Stop Wishing, Go Fishing

Stop Wishing, Go Fishing

Jim Berringer, a long-time Hawks Nest resident, landed this 21-pound mutton snapper in 20 feet of water on 15-pound test with a little help from Capt. Mike Nealis.

The waters surrounding the Marathon area are loaded with fish of all shapes and sizes. On the color change, there are still quite a number of dolphin coming through with sizeable black fin tuna mixed in. Fresh tuna is truly hard to beat – whether you like sushi or prefer it grilled or blackened, it cannot be beat.

A fair number of sailfish are also in the area, which is honestly pretty typical for this time of the year. Live baiting “the edge” or color change can be quite exciting as you just never know what will pop up and take the bait. It could be dolphin, sharks, tuna, sailfish, kingfish, wahoo or cero mackerel.

Anglers aboard The Best Bet are enjoying warm weather, calm waters and decent dolphin catches as they continue to remain in Keys waters.

Just offshore on the wrecks, the big mutton snapper continue to add a lot of color to the coolers with some fish approaching the 20-pound mark. There have also been a good amount of big and small jacks on these spots. Amberjacks over 30 pounds will test any anglers’ endurance level – they are tough that put up quite a fight and make for a fun catch!
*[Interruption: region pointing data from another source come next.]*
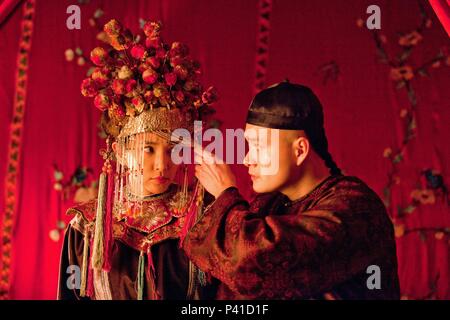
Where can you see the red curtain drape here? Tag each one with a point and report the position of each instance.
(317, 43)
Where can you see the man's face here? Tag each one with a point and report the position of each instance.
(271, 159)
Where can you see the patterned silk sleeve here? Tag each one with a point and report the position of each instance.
(268, 250)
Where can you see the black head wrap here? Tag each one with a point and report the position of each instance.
(292, 106)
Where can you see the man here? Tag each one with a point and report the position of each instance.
(311, 233)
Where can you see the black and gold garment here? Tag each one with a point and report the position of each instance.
(174, 276)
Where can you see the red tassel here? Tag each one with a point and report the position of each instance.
(191, 216)
(150, 272)
(108, 241)
(90, 287)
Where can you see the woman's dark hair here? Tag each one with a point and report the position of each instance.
(293, 107)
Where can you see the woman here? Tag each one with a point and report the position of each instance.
(126, 242)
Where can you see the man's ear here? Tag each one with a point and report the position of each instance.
(301, 149)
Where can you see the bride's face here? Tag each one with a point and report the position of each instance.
(158, 169)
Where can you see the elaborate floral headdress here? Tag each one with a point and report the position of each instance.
(133, 77)
(141, 86)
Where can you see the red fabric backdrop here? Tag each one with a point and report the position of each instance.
(361, 106)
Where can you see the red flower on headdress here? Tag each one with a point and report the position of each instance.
(101, 76)
(99, 56)
(181, 72)
(171, 78)
(89, 88)
(130, 85)
(179, 96)
(118, 86)
(153, 42)
(150, 76)
(138, 103)
(178, 49)
(113, 28)
(154, 62)
(138, 51)
(148, 96)
(101, 101)
(209, 96)
(152, 29)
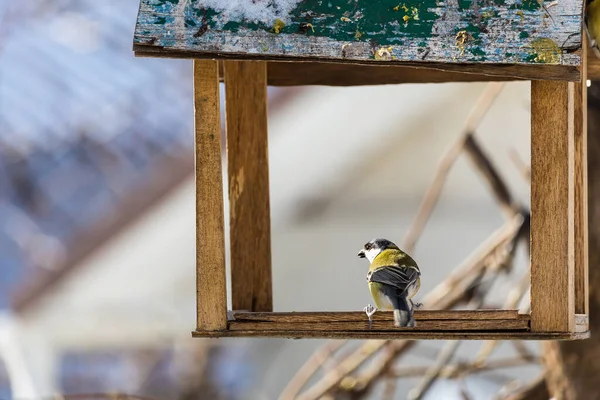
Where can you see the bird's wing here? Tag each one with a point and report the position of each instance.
(398, 276)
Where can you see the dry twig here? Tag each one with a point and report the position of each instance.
(463, 285)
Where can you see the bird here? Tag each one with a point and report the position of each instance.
(592, 24)
(394, 278)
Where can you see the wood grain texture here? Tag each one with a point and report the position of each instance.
(592, 64)
(385, 316)
(471, 72)
(453, 32)
(337, 74)
(248, 170)
(211, 289)
(582, 323)
(552, 207)
(293, 334)
(581, 191)
(384, 325)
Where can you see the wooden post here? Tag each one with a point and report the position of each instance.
(248, 170)
(552, 206)
(211, 289)
(581, 188)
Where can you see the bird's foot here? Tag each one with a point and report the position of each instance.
(230, 316)
(370, 310)
(401, 318)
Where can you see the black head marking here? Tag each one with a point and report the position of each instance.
(380, 243)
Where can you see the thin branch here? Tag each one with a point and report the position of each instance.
(523, 168)
(389, 390)
(479, 110)
(513, 299)
(536, 390)
(453, 290)
(451, 347)
(433, 372)
(491, 175)
(310, 367)
(451, 371)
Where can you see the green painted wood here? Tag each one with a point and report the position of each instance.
(522, 32)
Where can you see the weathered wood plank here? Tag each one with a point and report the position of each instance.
(593, 66)
(511, 32)
(581, 193)
(288, 73)
(248, 170)
(405, 334)
(353, 316)
(379, 325)
(552, 207)
(211, 290)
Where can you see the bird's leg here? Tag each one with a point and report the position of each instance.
(415, 305)
(370, 310)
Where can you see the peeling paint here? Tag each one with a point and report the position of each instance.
(502, 31)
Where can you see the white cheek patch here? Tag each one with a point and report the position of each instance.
(371, 254)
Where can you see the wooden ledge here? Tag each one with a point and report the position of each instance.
(414, 335)
(431, 324)
(334, 73)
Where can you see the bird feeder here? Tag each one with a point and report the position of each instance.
(364, 42)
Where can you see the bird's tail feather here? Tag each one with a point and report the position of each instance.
(403, 313)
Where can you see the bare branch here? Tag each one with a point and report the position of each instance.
(491, 175)
(479, 110)
(523, 168)
(310, 367)
(535, 390)
(462, 368)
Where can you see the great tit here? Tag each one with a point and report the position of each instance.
(394, 278)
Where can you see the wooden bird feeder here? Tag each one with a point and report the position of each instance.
(362, 42)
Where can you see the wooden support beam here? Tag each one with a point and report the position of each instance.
(290, 333)
(435, 320)
(211, 289)
(581, 192)
(552, 207)
(316, 317)
(248, 169)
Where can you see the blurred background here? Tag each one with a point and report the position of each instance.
(97, 275)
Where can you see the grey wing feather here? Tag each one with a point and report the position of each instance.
(399, 277)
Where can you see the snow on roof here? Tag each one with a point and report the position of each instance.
(265, 11)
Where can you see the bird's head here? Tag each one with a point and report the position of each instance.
(374, 247)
Back inside on the patch reefs, the action is never ending with mangrove snapper, mutton snapper and lots of grouper. Though grouper are fun to land and seem to be in greater abundance since the season closure at the beginning of the year, please remember they are illegal to harvest until May 1. So, please release them unharmed. Kingfish, spanish and cero mackerel, as well as a variety of other species, are all ready to thrill any anglers’ skill on the patch reefs.

So, stop wishing…get out there and go fishing!

Best Bet for the week ahead: Check the weather reports, and be open to some flexibility in the scheduling of your charter. Patch reefs are great for filling coolers in the morning, and then head offshore in the afternoon to work the color change.